Of privacy and cooperation

Melissa relayed a story from the news to me at lunch the other day:

A SUV was stolen from the driveway of a couple. And as an extra bonus the thief managed away with the couple’s 10-mth old strapped in the back seat … along with the couples’ cell phone. (They had just stepped back inside to grab their other child.)
Horrified the parents reported the situation and the police contacted the cell phone company for a trace of the GPS signal from the phone. The phone company refused stating it was against company policy. An Amber Alert was issued and the vehicle was found about a mile away by a by-stander who noticed the young child in the back.
The cell phone company, Sprint-Nextel, stated that it was a miscommunication. That there are procedures in place (which typically takes about 15 minutes) for just such circumstances. This time it took 2.5 hours … without any results or cooperation from Sprint. Though such cooperation has worked in the past
Read more: All Headline New or KTLA

We understand the protection or privacy concerns … but how do you feel about this situation? Personally, I think someone is looking for a new job today.
Update: The Amber Alert was not the cause of the vehicles discovery, just a measure of how far the process had gone.

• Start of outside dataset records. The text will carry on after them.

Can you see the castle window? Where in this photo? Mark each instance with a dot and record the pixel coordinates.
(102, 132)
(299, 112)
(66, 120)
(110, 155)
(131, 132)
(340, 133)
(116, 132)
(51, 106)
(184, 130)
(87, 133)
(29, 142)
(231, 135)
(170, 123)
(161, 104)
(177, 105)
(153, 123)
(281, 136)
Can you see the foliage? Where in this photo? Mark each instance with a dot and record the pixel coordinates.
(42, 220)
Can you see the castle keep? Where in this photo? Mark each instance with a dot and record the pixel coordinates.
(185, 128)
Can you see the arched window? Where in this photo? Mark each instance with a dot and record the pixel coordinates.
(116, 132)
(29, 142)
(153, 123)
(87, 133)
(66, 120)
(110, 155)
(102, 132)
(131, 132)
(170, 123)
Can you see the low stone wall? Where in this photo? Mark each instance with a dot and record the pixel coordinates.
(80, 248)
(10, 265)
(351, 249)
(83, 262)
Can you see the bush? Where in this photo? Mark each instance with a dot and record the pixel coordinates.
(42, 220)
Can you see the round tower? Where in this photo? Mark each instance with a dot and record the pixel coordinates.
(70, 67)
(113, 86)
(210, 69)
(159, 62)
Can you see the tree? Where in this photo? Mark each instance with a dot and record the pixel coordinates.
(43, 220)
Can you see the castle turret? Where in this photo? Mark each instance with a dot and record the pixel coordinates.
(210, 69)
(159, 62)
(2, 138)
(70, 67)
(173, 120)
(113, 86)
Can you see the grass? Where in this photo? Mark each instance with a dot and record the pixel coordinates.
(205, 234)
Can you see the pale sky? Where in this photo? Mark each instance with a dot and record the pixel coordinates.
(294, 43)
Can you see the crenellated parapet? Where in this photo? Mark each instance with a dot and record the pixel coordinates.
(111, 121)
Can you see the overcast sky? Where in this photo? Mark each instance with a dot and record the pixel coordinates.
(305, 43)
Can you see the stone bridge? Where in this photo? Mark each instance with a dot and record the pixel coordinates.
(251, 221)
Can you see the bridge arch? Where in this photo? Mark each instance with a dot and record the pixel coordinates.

5 thoughts on “Of privacy and cooperation

  1. I think you’re likely right. There’s the PR-face of the company, and then there’s reality. Personally I am amazed how quickly the Amber Alert found the vehicle. I’m not sure Canada has anything like it.

  2. I don’t think the Amber Alert was necessarily what “cause” the discovery … if I understand it right, a person just found the car – saw the baby and said “thats not right”! However, I imagine that the Amber Alert helped the police respond to the situation a little faster.
    The point really was that it had gone that far in procedure, the Sprint still was refusing to assist.

  3. The quote certainly makes it sound like the Amber Alert was instrumental.
    Ah, I see your point now — how on earth was it miscommunicated for 2.5 hours? Good question.

  4. I would certainly hope that not just anybody can call my cell phone company and get a GPS location on me (truth is that nobody cares where I am that badly except for that one psycho girl…). I am assuming that the person from Sprint could have asked certain privacy questions and determined that in fact they were speaking to the owner of the cell phone, in which case I don’t see why Sprint would have a problem with the owner of the phone calling for the location of their own property. Very interesting.